Online systems, such as social networking systems, allow users to connect to and to communicate with other users of the online system. Users may create profiles on an online system that are tied to their identities and include information about the users, such as interests and demographic information. The users may be individuals or entities such as corporations or charities. Online systems allow users to easily communicate and to share content with other online system users by providing content to an online system for presentation to other users. Content provided to an online system by a user may be declarative information provided by a user, status updates, check-ins to locations, images, photographs, videos, text data, or any other information a user wishes to share with additional users of the online system. An online system may also generate content for presentation to a user, such as content describing actions taken by other users on the online system.

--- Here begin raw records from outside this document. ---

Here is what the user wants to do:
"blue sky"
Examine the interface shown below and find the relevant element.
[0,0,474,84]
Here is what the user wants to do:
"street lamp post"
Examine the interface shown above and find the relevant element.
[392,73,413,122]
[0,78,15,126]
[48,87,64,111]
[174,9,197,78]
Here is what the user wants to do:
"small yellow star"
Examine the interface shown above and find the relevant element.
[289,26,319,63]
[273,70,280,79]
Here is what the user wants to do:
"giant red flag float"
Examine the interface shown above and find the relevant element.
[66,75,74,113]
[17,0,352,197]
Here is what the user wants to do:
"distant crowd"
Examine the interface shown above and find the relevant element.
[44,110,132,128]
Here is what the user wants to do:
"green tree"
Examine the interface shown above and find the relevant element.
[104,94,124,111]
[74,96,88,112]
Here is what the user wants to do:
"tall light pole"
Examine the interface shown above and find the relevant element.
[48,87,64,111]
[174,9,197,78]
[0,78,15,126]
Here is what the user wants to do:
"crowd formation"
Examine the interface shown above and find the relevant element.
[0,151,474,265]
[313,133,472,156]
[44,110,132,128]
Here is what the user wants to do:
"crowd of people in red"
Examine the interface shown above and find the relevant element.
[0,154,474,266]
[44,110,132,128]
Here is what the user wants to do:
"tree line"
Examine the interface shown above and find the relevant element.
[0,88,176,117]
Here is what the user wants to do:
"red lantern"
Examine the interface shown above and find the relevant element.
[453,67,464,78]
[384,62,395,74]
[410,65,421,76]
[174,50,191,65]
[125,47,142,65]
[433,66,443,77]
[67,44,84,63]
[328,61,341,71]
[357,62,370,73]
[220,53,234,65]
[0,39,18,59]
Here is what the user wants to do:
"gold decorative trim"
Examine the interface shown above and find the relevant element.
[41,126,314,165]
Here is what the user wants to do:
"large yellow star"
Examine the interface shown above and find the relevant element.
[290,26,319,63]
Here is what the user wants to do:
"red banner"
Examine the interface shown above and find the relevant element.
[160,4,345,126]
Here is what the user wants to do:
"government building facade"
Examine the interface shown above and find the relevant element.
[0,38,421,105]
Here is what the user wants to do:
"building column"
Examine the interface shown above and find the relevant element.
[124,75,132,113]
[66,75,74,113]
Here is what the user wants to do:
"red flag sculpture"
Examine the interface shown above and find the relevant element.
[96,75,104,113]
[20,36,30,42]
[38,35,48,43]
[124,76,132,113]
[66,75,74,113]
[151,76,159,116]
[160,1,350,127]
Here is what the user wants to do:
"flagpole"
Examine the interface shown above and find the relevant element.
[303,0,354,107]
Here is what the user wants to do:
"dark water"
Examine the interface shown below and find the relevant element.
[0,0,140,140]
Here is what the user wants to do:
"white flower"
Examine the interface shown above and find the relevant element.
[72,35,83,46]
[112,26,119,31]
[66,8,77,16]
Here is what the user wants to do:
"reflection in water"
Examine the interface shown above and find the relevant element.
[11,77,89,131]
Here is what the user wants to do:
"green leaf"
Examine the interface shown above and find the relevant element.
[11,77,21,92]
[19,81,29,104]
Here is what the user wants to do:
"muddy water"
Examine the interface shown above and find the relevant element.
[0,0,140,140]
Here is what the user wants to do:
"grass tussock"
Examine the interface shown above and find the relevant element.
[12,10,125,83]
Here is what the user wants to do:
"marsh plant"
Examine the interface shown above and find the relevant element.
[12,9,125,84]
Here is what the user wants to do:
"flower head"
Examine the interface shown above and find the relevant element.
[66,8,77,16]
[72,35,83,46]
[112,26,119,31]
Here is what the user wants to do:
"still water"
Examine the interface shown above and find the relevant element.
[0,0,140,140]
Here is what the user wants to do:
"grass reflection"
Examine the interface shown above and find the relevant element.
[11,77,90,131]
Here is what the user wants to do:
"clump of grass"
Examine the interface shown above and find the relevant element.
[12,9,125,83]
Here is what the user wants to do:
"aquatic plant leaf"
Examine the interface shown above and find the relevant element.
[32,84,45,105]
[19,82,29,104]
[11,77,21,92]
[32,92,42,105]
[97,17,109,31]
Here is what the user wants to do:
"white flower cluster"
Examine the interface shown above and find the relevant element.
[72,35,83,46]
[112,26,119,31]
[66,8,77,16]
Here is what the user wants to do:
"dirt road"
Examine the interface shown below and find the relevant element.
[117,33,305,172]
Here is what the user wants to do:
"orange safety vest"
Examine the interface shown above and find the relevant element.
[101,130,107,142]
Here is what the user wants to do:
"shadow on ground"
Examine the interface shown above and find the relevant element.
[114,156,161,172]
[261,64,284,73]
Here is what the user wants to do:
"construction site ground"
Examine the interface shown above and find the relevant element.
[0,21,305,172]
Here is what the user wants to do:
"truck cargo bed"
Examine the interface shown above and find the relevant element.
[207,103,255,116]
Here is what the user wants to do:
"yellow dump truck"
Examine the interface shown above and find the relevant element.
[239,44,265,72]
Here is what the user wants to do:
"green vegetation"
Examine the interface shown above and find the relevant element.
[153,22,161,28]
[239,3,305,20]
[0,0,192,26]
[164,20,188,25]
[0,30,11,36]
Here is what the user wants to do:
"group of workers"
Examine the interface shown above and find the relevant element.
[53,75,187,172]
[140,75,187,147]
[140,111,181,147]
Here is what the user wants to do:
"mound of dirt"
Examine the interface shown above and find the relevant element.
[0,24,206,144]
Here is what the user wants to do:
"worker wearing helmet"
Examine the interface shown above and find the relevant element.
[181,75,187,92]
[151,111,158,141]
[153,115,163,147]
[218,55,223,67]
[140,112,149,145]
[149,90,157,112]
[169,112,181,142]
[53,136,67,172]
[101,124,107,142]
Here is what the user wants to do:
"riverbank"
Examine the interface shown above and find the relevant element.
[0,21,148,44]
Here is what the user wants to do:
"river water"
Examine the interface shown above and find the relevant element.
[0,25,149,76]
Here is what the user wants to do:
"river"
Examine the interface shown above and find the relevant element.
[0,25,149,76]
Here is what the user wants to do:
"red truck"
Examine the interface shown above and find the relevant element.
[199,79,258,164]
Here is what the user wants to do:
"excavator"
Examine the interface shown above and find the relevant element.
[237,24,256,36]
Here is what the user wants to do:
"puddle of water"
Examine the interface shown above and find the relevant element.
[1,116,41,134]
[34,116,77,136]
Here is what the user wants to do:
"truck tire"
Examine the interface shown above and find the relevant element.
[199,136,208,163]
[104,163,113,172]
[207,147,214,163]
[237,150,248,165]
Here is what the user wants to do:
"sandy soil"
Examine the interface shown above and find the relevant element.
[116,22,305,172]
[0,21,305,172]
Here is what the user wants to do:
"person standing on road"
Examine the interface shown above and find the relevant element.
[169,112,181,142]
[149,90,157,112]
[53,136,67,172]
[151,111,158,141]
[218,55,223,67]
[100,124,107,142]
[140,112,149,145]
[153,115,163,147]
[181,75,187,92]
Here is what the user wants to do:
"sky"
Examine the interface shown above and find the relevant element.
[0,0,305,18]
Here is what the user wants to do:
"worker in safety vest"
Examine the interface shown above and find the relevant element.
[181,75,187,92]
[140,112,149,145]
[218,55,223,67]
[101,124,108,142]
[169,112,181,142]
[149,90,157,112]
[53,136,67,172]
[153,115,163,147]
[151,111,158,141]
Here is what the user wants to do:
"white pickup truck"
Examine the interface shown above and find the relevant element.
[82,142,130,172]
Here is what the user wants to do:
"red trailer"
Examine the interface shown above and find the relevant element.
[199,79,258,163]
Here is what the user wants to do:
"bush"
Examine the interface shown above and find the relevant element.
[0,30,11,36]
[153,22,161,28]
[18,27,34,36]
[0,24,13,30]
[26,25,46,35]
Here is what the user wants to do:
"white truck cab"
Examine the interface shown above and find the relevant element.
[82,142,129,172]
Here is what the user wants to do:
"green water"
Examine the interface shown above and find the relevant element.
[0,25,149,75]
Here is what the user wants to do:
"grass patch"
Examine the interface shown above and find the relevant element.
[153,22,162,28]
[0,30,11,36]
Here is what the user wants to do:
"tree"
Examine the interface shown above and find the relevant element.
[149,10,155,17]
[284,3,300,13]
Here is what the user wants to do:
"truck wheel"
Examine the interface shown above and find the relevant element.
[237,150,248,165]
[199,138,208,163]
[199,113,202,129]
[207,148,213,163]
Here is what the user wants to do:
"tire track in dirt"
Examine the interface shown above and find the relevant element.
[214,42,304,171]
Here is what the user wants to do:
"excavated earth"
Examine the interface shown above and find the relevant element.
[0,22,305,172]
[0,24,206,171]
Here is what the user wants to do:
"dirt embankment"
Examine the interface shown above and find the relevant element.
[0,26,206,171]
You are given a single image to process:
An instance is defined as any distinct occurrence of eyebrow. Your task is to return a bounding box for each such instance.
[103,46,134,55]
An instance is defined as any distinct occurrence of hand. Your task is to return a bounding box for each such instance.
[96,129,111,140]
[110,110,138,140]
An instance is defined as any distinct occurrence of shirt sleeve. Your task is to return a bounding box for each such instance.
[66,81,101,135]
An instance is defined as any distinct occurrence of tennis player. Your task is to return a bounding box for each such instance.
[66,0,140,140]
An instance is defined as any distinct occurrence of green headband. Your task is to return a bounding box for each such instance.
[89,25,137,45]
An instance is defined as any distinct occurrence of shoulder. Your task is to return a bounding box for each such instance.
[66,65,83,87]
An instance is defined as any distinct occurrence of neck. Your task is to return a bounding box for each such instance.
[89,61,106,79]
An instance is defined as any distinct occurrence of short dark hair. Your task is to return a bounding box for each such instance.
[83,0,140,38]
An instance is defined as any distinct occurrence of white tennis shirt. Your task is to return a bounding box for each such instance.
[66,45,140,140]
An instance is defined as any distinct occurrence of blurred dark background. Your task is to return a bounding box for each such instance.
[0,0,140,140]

Additionally, many online systems commonly allow users (e.g., businesses) to sponsor presentation of content on an online system to gain public attention for a user's products or services or to persuade other users to take an action regarding the user's products or services. Content for which the online system receives compensation in exchange for presenting to users is referred to as “sponsored content.” Many online systems receive compensation from a user for presenting online system users with certain types of sponsored content provided by the user. Frequently, online systems charge a user for each presentation of sponsored content to an online system user or for each interaction with sponsored content by an online system user. For example, an online system receives compensation from an entity each time a content item provided by the user is displayed to another user on the online system or each time another user is presented with a content item on the online system and interacts with the content item (e.g., selects a link included in the content item), or each time another user performs another action after being presented with the content item (e.g., visits a physical location associated with the user who provided the content item).

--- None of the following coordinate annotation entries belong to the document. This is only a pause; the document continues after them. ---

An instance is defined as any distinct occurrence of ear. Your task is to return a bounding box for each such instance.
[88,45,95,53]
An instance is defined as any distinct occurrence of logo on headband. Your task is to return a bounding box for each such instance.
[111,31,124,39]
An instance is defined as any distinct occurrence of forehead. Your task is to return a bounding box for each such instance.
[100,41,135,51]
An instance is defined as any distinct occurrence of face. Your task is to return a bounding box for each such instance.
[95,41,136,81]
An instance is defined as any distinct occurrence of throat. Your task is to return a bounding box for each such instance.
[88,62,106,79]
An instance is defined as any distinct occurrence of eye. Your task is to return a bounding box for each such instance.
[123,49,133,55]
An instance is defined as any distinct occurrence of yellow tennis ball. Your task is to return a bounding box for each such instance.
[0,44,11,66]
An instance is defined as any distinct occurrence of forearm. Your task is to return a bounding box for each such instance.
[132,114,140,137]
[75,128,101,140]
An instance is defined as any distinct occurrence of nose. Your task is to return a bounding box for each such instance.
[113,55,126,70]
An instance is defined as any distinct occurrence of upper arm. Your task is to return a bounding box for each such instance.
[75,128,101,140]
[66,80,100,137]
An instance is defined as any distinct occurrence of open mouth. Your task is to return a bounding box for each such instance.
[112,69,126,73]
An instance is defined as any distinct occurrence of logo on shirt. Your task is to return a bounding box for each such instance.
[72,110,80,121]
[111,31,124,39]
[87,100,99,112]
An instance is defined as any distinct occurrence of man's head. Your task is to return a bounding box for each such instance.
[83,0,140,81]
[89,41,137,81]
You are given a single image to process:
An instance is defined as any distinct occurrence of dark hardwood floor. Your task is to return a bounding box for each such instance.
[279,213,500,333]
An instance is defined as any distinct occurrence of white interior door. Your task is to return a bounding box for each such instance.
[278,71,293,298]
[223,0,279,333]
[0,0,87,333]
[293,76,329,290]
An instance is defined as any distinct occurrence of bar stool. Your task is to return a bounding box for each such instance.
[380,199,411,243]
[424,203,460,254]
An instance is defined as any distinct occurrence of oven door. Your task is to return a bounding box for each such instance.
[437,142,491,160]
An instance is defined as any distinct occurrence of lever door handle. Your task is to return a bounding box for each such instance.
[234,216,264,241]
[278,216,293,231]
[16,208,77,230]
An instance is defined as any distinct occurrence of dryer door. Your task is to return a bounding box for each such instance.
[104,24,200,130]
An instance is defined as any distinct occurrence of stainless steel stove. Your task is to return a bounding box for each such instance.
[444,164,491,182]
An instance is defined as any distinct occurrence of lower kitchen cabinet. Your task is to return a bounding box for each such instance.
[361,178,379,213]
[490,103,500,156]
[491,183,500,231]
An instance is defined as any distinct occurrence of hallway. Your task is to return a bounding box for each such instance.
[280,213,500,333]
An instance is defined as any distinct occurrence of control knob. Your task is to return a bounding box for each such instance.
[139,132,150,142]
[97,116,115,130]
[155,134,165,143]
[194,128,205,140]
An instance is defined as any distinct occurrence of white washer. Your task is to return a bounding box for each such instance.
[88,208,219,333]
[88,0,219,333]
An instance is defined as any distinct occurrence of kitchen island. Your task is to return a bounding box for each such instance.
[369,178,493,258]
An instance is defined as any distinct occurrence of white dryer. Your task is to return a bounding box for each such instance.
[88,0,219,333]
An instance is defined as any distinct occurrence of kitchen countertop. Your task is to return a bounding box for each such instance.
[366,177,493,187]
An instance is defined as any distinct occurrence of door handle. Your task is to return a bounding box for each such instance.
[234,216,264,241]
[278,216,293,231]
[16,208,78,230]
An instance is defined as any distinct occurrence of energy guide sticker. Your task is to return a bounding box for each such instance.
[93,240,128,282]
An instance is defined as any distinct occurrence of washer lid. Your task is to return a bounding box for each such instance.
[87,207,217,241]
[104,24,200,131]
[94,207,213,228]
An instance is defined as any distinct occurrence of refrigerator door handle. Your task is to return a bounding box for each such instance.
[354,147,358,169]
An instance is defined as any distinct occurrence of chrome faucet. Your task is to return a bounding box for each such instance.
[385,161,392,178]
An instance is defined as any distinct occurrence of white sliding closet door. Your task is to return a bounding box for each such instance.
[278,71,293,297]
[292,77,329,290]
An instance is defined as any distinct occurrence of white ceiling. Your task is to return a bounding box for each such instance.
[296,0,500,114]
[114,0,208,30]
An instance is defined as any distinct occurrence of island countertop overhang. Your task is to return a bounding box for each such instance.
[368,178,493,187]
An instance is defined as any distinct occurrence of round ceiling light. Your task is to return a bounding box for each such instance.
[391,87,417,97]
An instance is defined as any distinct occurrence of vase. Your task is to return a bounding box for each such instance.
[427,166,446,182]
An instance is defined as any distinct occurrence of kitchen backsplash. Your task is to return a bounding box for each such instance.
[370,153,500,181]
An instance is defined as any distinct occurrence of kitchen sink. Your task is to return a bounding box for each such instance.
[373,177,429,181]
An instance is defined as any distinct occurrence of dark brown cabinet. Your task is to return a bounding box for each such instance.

When providing sponsored content items to an online system for presentation to users of the online system, a user may provide parameters for limiting presentation of the sponsored content items by the online system. For example, a user specifies a time limit and a budget for the online system to present sponsored content items provided by the user to other users. When the time limit expires, the online system stops presenting the sponsored content items from the user, even if the budget is not exhausted. Similarly, when the budget is exhausted, the online system stops presenting the sponsored content items from the user to other users, even if the time limit specified by the user has not expired. Hence, the advertising campaign may be presented to users either until the budget is exhausted or the time limit expires. Additionally, the user may specify frequency limits for various sponsored content items along with the time limit, with a frequency limit for a sponsored content item specifying a maximum number of times the sponsored content item is presented to another user during the time limit.

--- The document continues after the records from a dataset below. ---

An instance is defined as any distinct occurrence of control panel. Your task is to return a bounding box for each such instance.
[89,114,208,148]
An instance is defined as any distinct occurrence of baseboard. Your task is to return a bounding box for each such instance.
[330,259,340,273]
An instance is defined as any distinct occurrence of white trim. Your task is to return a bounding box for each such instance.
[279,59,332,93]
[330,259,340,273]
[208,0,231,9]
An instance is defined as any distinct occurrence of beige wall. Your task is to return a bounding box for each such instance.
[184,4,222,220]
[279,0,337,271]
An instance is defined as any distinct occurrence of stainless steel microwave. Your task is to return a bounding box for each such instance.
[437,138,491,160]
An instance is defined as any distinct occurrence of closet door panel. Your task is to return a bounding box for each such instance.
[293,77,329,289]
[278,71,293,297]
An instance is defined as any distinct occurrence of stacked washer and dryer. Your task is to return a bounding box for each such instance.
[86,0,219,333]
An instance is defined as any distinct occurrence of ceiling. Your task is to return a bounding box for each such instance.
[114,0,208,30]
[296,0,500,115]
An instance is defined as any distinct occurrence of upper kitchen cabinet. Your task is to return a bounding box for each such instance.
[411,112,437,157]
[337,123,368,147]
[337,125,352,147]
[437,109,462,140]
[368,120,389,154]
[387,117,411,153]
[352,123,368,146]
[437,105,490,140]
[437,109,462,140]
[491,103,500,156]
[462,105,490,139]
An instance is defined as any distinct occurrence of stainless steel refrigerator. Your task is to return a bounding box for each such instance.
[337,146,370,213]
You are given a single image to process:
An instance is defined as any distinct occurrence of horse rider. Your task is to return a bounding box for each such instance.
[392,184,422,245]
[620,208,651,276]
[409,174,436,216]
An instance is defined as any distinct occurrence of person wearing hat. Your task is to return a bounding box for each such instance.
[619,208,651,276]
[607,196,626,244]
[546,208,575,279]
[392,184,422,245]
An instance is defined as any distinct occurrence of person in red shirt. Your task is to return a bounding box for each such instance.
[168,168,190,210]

However, pacing presentation of sponsored content items received from a user over a time limit specified by the user allows the sponsored content items to be presented to other users for the full duration of the time limit. Because conventional methods for selecting sponsored content for presentation by an online system identify sponsored content items eligible for presentation to another user and determine whether to present the identified sponsored content items, fluctuations in the number of online system users eligible to be presented with sponsored content items provided by a user may affect how rapidly a budget of the advertising campaign is exhausted. Similarly, fluctuations in a number of opportunities to present sponsored content items to a particular online system user affects how rapidly presentation of a sponsored content item from the user to the particular online system user reaches the frequency limit for the sponsored content item. As prediction of the number of opportunities to present sponsored content items to various online system users is difficult to accurately predict before the opportunities are identified and an amount a user is willing to compensate the online system for presenting sponsored content items to other online system users may vary over time, conventional methods for selecting sponsored content items by an online system limit a user's ability to regulate frequencies with which sponsored content items are presented to other users throughout a time interval.